While Trudeau acknowledged that people are tired of pandemic-related restrictions, he said his government will “continue to follow the science” on appropriate health measures.
“Everyone is sick and tired of lockdowns, of the measures we have to do, of the sacrifices we’ve had to make, but Canadians have continued to step up over the past two years, been there for each other, been there to get vaccinated,” he said during question period on Feb. 8.
Trudeau expelled former justice minister Jody Wilson-Raybould and former Treasury Board president Jane Philpott from the Liberal caucus after they dissented over the SNC-Lavalin scandal in 2019.

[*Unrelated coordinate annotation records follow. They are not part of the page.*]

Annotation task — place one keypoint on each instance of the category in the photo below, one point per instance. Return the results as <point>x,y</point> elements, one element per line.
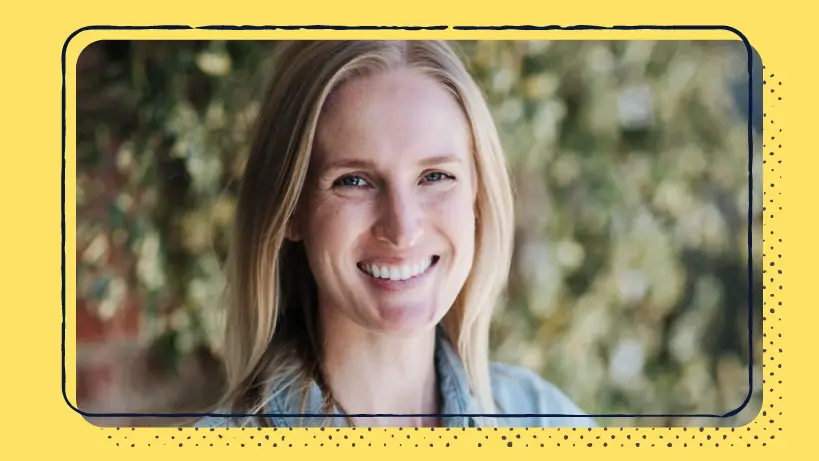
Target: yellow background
<point>37,420</point>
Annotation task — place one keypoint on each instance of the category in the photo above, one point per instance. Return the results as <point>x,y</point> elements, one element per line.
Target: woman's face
<point>387,214</point>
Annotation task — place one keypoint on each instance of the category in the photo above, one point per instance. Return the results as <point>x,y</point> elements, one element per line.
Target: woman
<point>372,240</point>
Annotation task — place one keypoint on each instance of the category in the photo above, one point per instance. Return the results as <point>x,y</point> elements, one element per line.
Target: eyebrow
<point>365,164</point>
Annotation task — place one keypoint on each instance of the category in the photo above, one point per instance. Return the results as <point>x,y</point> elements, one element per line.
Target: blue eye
<point>351,181</point>
<point>437,176</point>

On social media on Feb. 8, Wilson-Raybould and Philpott welcomed Lightbound’s dissent.
“Glimmers of democratic independence from MPs in Ottawa (Canada needs a wave of this),” Wilson-Raybould tweeted.
“Thoughts from a speech I wrote for caucus but was not able to deliver, April 2, 2019: It is healthy for democracy if MPs respectfully express different opinions,” Philpott tweeted.
Noé Chartier and Lisa Lin contributed to this report.